Hi Willie,
Well, the way you would implement the actual limitations in your plug-in is entirely up to you. Here are a few schemes I’ve encountered so far, in various combinations:
- A ‘nagscreen’ popping up when loading the plug-in – or every few minutes or so - telling you it’s a demo. You can click this screen away.
- Not being able to save your settings.
- Adding a beep, some noise or silence every minute or so. This is extremely annoying, and I wouldn’t recommend it if you want your users to like you
- Additionally, you could also implement a trial period, and have the plug-in show a permanent nagscreen when it expires (or a blurred version). Don’t forget you can disable the GUI in most hosts, so you might want the plug-in to let through the audio unaffected as well when the trial ends.
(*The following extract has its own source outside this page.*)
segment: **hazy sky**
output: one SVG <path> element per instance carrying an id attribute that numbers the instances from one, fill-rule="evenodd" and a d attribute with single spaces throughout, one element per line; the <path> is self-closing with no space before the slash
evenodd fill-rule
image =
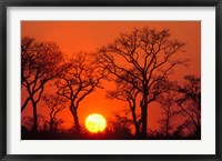
<path id="1" fill-rule="evenodd" d="M 201 76 L 200 21 L 22 21 L 21 37 L 29 36 L 38 41 L 53 41 L 60 46 L 64 54 L 71 56 L 78 51 L 93 51 L 112 42 L 120 32 L 131 32 L 133 28 L 142 27 L 158 30 L 170 29 L 173 39 L 185 42 L 185 52 L 179 56 L 184 59 L 189 58 L 191 62 L 188 68 L 175 68 L 172 79 L 182 81 L 182 78 L 189 73 Z M 22 98 L 26 97 L 26 93 L 22 92 Z M 127 107 L 127 104 L 105 99 L 105 90 L 98 89 L 81 102 L 79 107 L 80 123 L 82 124 L 90 113 L 101 113 L 108 120 L 112 115 L 112 111 L 121 110 L 121 107 Z M 49 111 L 40 103 L 38 112 L 47 117 Z M 32 108 L 27 107 L 23 115 L 31 113 Z M 159 127 L 160 113 L 160 107 L 155 103 L 149 107 L 149 129 Z M 69 108 L 63 110 L 59 118 L 64 119 L 67 127 L 73 123 Z"/>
In any case, it’s up to you to set it up from scratch. This can be a challenge sometimes, especially when you want to do a trial period, and come up with an intuitive solution for the user to enter his license code, or place his license file. But to generalize the process, if you just check in your plug-in constructor if a valid license is present, you can from there set some flags that enable the limitations you have setup – like letting the audio through unaffected in the process function - or setup some kind of ‘nagscreen’ GUI object.
Take some time to think it through, and approach it step-by-step, testing all parts one-by-one. If you want to make it easy for yourself and the user though, you could also skip the license check altogether, and just make two versions of your plug-in: one demo version, and one full version. The licenses can be shared anyway with regular ‘licensing’, so just having two versions would sort of have the same outcome, without having to setup the whole license generation and check. When I started to figure out the best way to do this kind of stuff, I kept thinking in circles for a while, until I realized that no elegant solution to regular ‘licensing’ really exists, and no simple solution to ‘true copy protection’ neither.
As the whole software protection thing can be a sensitive subject, and can seriously affect your image as a vendor, I would indeed try to make the whole activation experience as painless and intuitive as possible for the user. As a programmer, I don't like this stuff in my code haha, but I understand the need for a simple incentive. So in my opinion, only one action should be required by the user, which is filling in an activation code, using an open file dialog to load your license, placing a license file in a dedicated folder somewhere or running a second installer.